Chapter Nine
E
maciated, Jesus feinted. The terrible hour of torment had come and gone. He desperately needed food. Angels came — finally. Hovering around him, they strengthened him, comforted him.
Dawn broke yet again. He awoke, the smell of desert rich in his nostrils. The Judean sun climbing toward its zenith. Weak with hunger, his steps unpracticed and faltering as he made his way down the mountain. The morning cool warmed. Every few paces, he stopped, leaned against a rock and rested. It seemed forever before the slope of the path leveled. Ahead, along the way, Jesus saw a group of men gathered around another, listening to him speak. In a moment, he recognized his cousin John, holding court with anyone who would listen. Good John! Perhaps he would spare a locust. At this point, Jesus would gladly have eaten several locusts.

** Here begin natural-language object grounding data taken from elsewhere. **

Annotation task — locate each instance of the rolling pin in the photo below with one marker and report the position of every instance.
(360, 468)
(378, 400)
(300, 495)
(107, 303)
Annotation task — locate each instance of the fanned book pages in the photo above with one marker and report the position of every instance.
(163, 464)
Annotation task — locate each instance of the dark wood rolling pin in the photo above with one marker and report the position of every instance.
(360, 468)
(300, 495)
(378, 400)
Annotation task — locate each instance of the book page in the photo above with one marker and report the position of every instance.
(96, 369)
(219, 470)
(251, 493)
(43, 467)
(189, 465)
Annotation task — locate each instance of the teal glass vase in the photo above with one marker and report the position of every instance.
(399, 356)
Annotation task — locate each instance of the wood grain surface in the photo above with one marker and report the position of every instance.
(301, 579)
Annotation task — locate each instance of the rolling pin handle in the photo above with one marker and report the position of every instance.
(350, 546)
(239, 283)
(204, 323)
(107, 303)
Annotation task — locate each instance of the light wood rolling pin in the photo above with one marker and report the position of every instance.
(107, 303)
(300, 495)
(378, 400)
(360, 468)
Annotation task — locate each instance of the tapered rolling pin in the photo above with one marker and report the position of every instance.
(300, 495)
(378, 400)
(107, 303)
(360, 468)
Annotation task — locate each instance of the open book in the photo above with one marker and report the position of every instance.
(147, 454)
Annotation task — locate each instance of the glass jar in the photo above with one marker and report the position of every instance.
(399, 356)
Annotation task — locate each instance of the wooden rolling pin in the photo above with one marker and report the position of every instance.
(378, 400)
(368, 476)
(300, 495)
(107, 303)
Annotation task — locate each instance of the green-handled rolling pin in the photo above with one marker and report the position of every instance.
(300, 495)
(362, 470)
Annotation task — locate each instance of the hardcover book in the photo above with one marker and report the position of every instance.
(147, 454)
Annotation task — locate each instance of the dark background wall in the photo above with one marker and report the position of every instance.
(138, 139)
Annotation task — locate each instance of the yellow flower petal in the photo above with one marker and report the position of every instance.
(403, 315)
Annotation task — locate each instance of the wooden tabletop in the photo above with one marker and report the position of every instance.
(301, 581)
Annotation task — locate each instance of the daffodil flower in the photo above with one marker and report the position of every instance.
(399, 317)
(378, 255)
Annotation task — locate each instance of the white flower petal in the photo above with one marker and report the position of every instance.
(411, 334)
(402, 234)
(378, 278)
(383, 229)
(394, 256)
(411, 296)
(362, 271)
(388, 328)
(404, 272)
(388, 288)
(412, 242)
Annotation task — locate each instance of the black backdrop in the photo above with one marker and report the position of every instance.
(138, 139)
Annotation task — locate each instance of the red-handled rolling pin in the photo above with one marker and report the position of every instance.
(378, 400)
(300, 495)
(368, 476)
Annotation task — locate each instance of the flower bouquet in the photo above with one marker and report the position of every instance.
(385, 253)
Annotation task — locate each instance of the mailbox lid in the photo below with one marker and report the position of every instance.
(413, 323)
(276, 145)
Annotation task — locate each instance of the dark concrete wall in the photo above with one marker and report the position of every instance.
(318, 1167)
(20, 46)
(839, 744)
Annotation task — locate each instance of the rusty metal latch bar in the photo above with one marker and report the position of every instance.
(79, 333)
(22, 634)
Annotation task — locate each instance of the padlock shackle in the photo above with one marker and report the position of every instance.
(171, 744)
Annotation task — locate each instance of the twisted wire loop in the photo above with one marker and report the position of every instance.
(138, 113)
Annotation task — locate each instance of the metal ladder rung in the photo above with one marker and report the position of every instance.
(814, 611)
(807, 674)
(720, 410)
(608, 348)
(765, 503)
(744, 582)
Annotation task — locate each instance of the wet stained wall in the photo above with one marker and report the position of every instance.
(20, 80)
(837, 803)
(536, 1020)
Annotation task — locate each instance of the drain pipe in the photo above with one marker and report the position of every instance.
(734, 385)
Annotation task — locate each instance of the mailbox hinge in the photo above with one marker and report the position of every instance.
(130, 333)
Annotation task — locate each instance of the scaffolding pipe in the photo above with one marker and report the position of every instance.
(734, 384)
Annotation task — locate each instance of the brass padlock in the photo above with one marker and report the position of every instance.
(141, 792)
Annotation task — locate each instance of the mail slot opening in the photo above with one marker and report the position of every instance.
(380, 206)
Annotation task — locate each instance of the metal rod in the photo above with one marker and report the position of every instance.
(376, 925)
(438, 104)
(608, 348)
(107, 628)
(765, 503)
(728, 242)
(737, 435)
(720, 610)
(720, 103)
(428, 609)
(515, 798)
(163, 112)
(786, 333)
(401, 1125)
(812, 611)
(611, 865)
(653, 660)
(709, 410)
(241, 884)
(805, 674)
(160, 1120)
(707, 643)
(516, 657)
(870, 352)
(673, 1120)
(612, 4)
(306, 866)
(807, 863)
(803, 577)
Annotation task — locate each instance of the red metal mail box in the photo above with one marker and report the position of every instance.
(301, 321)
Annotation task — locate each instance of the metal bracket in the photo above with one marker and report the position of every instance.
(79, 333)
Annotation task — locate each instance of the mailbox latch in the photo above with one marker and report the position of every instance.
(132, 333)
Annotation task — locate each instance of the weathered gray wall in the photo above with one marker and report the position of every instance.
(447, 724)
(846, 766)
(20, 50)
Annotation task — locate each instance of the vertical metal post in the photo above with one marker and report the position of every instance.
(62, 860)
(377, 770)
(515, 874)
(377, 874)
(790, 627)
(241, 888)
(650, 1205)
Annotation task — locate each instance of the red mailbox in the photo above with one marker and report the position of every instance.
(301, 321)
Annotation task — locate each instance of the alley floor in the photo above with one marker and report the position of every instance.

At that moment, John looked up and saw Jesus coming toward him. The two of them had known each other all of their lives. They had played infrequently as children while their mothers visited and spoke in extravagant terms of their sons. Jesus and John, both thought to be a little peculiar by the rest of the family, survived the adolescent years of hormone surges, wondering what to do with developing bodies and this strange feeling toward the other gender. Yet, what John saw on this morning was different than anything he had seen before. Different than when they were children. Different than the baptism. What did this young prophet see? What was it about Jesus that only John could recognize, indeed had made him leap in his mother’s womb; what could John see and feel that others could not? We only know that he whispered slowly as if paralyzed by the spectacle, “Look,” he said for the second time in his life, “Look, and behold the Lamb of God!” Two disciples, especially, were compelled by these words.
As it turned out, John was almost as hungry as Jesus. He had no food. He too, looked gaunt and bizarre in his camel’s hair wrappings. The two of them made a pathetic spectacle. Two immense spiritual leaders with every appearance of rejection, homeless in the world in which they lived. Jesus was too feint, too preoccupied with his own weakness to be sociable. After learning there was no food to be had, he turned to leave. The two that had been listening to John speak were fishermen, Simon and John. These two began to follow along after Jesus. This curiously continued for a moment and then, turning around, Jesus saw them and asked, “What do you want?”
These two had heard the prophet speak of Jesus. Times past counting they had heard of the coming Messiah, the Lamb of God. Now he had been identified by the Baptist himself.
They didn’t know how to answer his question. They hadn’t thought they would be asked. All they knew was that they wanted to follow this man. Nonplussed, they said, “Teacher, where are you staying?”